The US Department of Energy’s Energy Information Administration (EIA) released its most recent Electric Power Monthly, which provides data through the end of May 2021. The report notes that for the month, solar photovoltaic generation (solar) grew 25% over May 2020. Solar accounted for just over 5.3% of total US electricity generated for the month versus 4.41% last year.
Total US electricity use for the month increased by 4.5% versus May of last year. For the year through the end of May, total U.S. electricity usage is up 3.49% versus last year.
Solar produced 26.4% more in the first five months of the year than it did in the same period of 2020, covering 3.7% of all U.S. electricity demand.
The solar generation this May appears to have set a record for highest percentage of all US electricity -beating out last month’s number, and highest overall volume generated at just over 17 GWhrs in any one month (beating last month’s 15 GWhrs).
We here at Caldus Energy were hoping to see solar electricity hit 6% of all electricity for the first time, which did not occur. May remains the highest producing month as a percentage of total solar electricity in the United States. May through the end of August is expected to produce similar total generation – with July making up the highest quantity by volume.
One reason U.S. solar production missed our 6% target was the increase in electricity use this summer, which also precluded the other milestone we were hoping for: 50% emission-free electricity. In fact, this year’s clean electricity peak probably already occurred in March, because generation as a percentage of US electricity has declined ever since.
There is encouraging news for combined renewable energy sources, with annual wind generation up 14% over 2020. When we factor in solars’ 26.4% increase we see a combined generation increase of 17.3%.
And as a percentage of 2021’s electrical demand, solar and wind managed to cover a little over 14.1%. The peak month for wind and solar generation in the last two years occured in April, with nearly 17% of generation met – while 15.3% was covered in May.

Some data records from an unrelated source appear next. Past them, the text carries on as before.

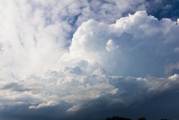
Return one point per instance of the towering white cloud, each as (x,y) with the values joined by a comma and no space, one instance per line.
(70,53)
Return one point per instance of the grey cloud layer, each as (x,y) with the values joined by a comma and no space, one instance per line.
(45,67)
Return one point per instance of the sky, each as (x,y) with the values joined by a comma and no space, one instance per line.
(89,59)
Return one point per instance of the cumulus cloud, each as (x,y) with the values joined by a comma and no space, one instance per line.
(73,56)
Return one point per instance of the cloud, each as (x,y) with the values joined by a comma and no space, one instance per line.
(83,58)
(137,45)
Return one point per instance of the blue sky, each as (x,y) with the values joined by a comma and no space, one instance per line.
(89,59)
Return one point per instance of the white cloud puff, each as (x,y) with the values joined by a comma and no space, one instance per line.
(40,69)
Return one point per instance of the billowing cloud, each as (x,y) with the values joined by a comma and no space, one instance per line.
(74,57)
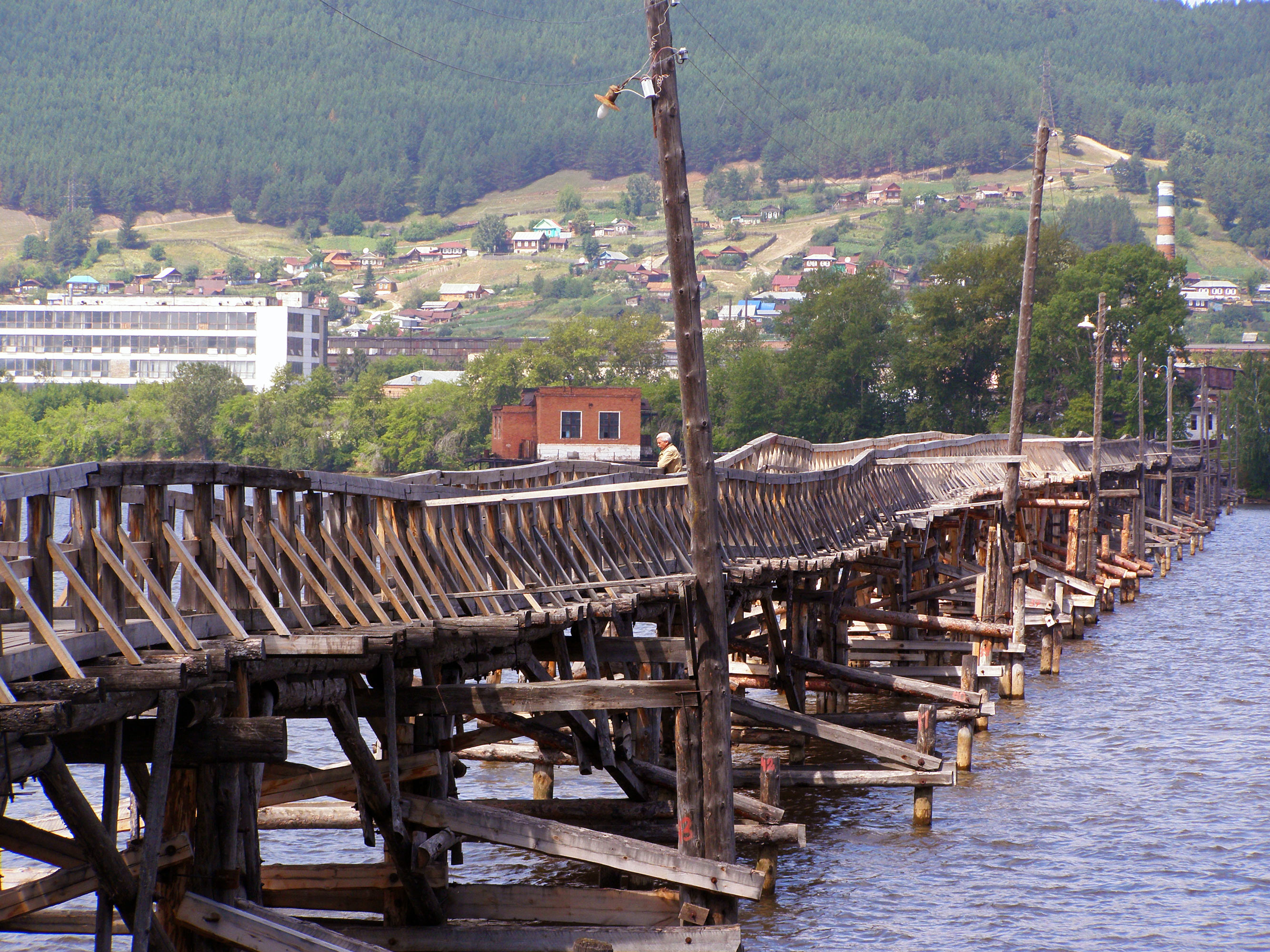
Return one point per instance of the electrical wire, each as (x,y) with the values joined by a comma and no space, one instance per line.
(747,116)
(755,79)
(525,20)
(460,69)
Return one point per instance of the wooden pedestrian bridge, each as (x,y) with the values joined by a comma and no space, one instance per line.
(166,621)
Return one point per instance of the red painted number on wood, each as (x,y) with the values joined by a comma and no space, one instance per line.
(686,829)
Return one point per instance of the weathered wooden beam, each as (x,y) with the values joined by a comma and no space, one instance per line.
(74,882)
(375,796)
(930,623)
(545,696)
(215,741)
(550,939)
(254,928)
(341,781)
(852,738)
(850,776)
(21,837)
(568,842)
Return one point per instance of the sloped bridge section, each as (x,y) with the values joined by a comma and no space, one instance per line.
(168,621)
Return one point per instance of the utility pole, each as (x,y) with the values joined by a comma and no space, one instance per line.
(1202,483)
(1140,509)
(1023,348)
(1096,459)
(717,838)
(1168,508)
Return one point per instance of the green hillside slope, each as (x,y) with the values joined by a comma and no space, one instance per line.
(300,112)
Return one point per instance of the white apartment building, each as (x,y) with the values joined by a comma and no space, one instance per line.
(130,341)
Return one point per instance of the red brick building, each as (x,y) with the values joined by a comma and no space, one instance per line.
(557,423)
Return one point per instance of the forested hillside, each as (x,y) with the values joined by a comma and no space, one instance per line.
(299,113)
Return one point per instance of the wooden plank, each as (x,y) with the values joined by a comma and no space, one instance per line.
(338,781)
(568,842)
(261,931)
(836,734)
(563,904)
(74,882)
(315,588)
(138,593)
(195,572)
(40,623)
(20,837)
(545,696)
(318,644)
(332,578)
(158,591)
(239,566)
(359,582)
(848,776)
(93,604)
(547,939)
(265,562)
(359,888)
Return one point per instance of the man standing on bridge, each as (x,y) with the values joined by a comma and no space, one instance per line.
(670,461)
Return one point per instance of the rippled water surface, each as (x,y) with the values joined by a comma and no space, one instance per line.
(1120,806)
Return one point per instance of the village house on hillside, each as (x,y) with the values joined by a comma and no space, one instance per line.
(887,195)
(529,243)
(340,261)
(463,292)
(570,423)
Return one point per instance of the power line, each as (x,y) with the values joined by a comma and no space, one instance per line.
(755,80)
(525,20)
(747,116)
(460,69)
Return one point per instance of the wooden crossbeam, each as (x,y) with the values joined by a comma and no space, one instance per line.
(332,579)
(265,562)
(852,738)
(559,840)
(94,605)
(545,696)
(138,593)
(233,562)
(192,572)
(258,930)
(41,623)
(158,592)
(74,882)
(340,781)
(355,577)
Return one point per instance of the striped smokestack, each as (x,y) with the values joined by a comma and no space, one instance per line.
(1165,242)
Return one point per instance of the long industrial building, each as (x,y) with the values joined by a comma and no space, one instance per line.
(130,341)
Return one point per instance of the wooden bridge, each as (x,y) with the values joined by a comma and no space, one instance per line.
(166,621)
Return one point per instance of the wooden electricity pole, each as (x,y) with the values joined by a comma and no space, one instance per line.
(718,832)
(1023,349)
(1140,509)
(1168,508)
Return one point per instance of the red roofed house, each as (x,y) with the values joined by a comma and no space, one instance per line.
(570,423)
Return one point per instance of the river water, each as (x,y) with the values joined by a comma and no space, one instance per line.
(1120,806)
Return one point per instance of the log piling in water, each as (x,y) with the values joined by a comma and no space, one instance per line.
(849,570)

For the year, new utility scale solar power tracked by the EIA totaled 3.8 GWac of capacity across 163 unique projects. In the last month we saw 27 unique facilities come online, totalling 638 MWac/~798 MWdc.
Among the facilities to come online in May were a series of 2 MWac projects coming from the Illinois community solar program. There was a batch of facilities from Florida as well, all sized at 74.5 MWac.
The EIA-860 chart contains “generator-level specific information about existing and planned generators and associated environmental equipment at electric power plants with 1 megawatt or greater of combined nameplate capacity”. Data is available starting from 2001. During those years, 4,749 operating solar power plants have been entered into the data. They total 50,447 MWac of capacity.
The largest project listed is the 300 MWac Prospero Solar plant in Texas that came online last summer. The smallest listed are a series of thirty two ~100 kWac projects, mostly from the early 2000s.